Unstable Surface Training across different age groups (*Meta-Analysis)
Unstable surface training has been around for over a decade, but it’s only over those past ten years that it’s been seriously studied as a training modality (*and photoshopped into hilarious memes). And most recently, it’s been studied examined in a meta-analysis (a study that studies prior studies) across different ages. This is interesting, because although we never invested a ton of thought into the implications, it might be that one age group might benefit from this kind of training, while others might see far less benefit (or a reduction in training adaptations, as seen in the Cressey et al. study on soccer players, from 2006).
To quantify effects of unstable surface training across different age groups, 209 articles were initially examined. That number was whittled down to 22 when they limited the criteria to studies examining healthy individuals, and recorded at least one athletically-relevant variable such as maximal strength, strength endurance, muscle power, or static/dynamic balance.
Unfortunately, no studies were identified that examined examined stable versus unstable training or a control group in children and middle-aged adults.
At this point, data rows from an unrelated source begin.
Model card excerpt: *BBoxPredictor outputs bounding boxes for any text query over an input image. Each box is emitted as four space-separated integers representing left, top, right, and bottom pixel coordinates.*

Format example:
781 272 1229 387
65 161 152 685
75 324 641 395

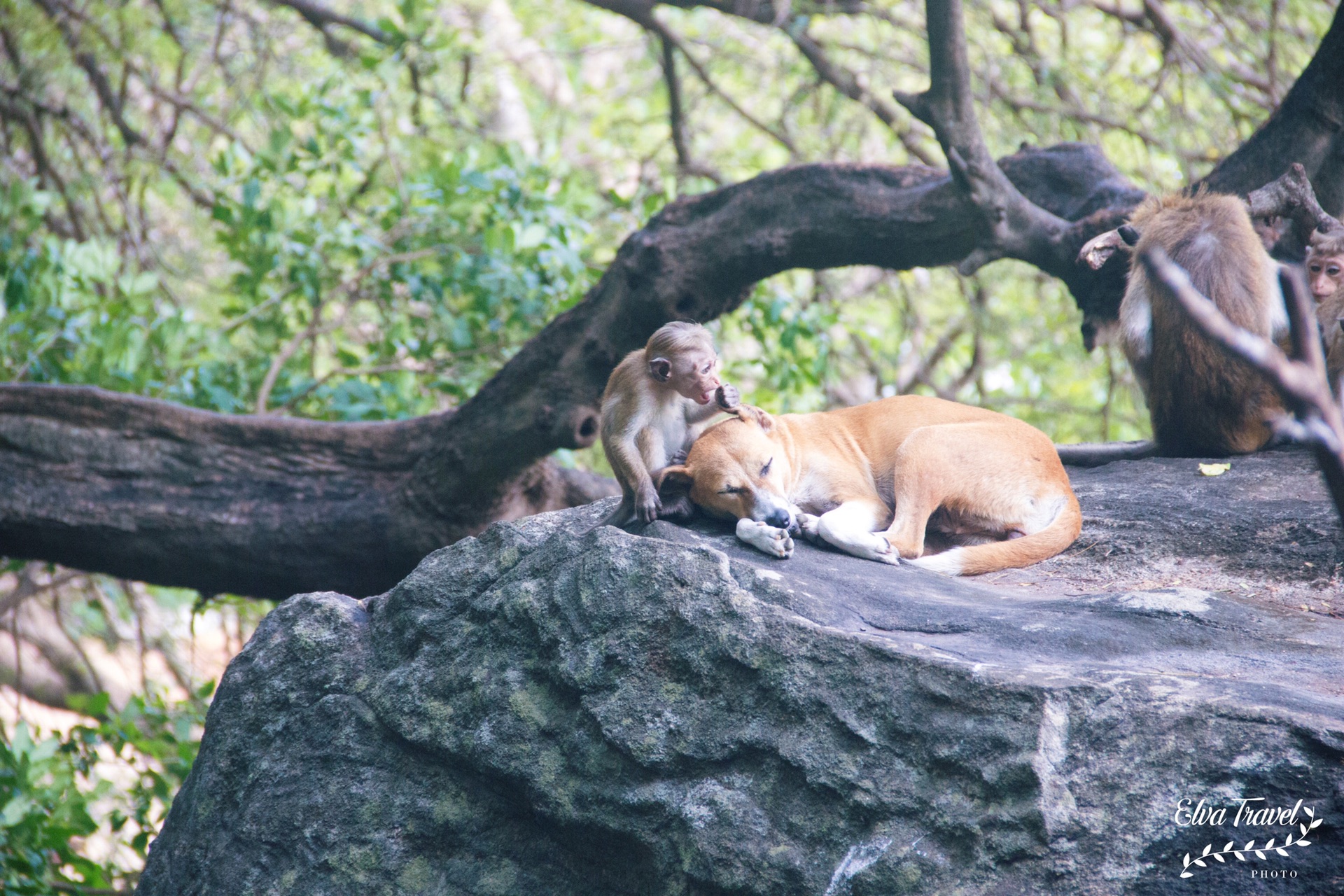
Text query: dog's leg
804 500 900 563
789 505 821 544
738 517 793 560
Here’s what they found across other age groups, in terms of the size of effect versus control groups (in other words, the actual results):
- Unstable surface training produced medium effects on maximal strength in young adults
- Unstable surface training produced no effects to medium effects in old adults
- Large effects were detected on strength endurance in adolescents
- Large effects were detected on strength endurance in young adults
- In old adults, a small effect was found on strength endurance
- For muscular power, medium effects were observed in young adults and small effects were observed in old adults.
- For muscular power, medium effects were observed in were observed in old adults
- Large effects were found for static and dynamic balance in old adults
- A small effect was found for dynamic balance in young adults
The comparison of stable (i.e. traditional weight training) versus unstable training revealed highly inconsistent results:
- Small to medium effects were found for maximal strength in adolescents in favour of standard strength training (i.e. not on an unstable surface)
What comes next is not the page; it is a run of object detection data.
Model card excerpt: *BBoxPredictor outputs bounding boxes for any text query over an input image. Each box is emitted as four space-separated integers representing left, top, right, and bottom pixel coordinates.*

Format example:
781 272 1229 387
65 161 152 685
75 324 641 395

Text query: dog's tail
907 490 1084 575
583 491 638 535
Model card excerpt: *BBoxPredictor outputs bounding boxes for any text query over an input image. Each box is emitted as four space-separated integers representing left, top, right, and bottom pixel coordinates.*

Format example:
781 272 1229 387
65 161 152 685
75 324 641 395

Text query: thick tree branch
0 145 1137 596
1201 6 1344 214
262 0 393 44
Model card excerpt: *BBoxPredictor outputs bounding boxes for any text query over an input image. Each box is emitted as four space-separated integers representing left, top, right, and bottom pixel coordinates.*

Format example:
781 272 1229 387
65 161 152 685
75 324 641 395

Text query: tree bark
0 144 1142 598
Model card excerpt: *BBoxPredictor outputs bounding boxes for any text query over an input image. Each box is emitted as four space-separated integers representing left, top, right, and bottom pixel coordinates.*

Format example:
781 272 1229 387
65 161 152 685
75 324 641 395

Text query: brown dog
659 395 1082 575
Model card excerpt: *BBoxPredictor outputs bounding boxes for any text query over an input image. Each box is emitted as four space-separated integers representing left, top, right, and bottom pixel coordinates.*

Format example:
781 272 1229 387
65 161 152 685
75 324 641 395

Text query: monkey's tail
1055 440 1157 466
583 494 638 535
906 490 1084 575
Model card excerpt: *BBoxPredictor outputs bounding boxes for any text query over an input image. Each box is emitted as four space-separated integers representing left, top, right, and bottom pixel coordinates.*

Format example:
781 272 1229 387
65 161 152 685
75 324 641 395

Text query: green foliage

- With regard to strength endurance, large effects were found in adolescents in favour of stable surface training over the unstable variety
- For both maximal strength and strength endurance, small effects were seen with unstable surface training (i.e. it seems to have application, just not more than standard weight training)
- In terms of muscle power, medium effects were found in favour of standard strength training for young adults
- With regard to balance, small effects were detected in adolescents for static and dynamic balance in favour of unstable training over traditional weight training (kind of seems predictable).
- In young adults, small effects were found for static balance in favour of standard training (maybe less predictable), but with regards to dynamic balance, the analysis revealed small effects in young adults that favored unstable surface training
The scientists performing this metastudy concluded that unstable surface training is superior to control groups, but not when compared to traditional (stable) weight training. Their key points were:
|Our analyses revealed that STU, as compared with CON, is an effective means to improve measures of muscle strength in healthy adolescents, young adults and old adults, and to improve variables of power and balance in young and old adults.|
|In adolescents and young adults, the specific comparison of STU with STS resulted in contradictory findings, and thus the use of unstable as compared with stable surfaces during strength training is not recommended in healthy adolescents and young adults if the goal is to enhance performance on stable surfaces.
*Sports Med. 2015 Dec;45(12):1645-69. doi: 10.1007/s40279-015-0384-x.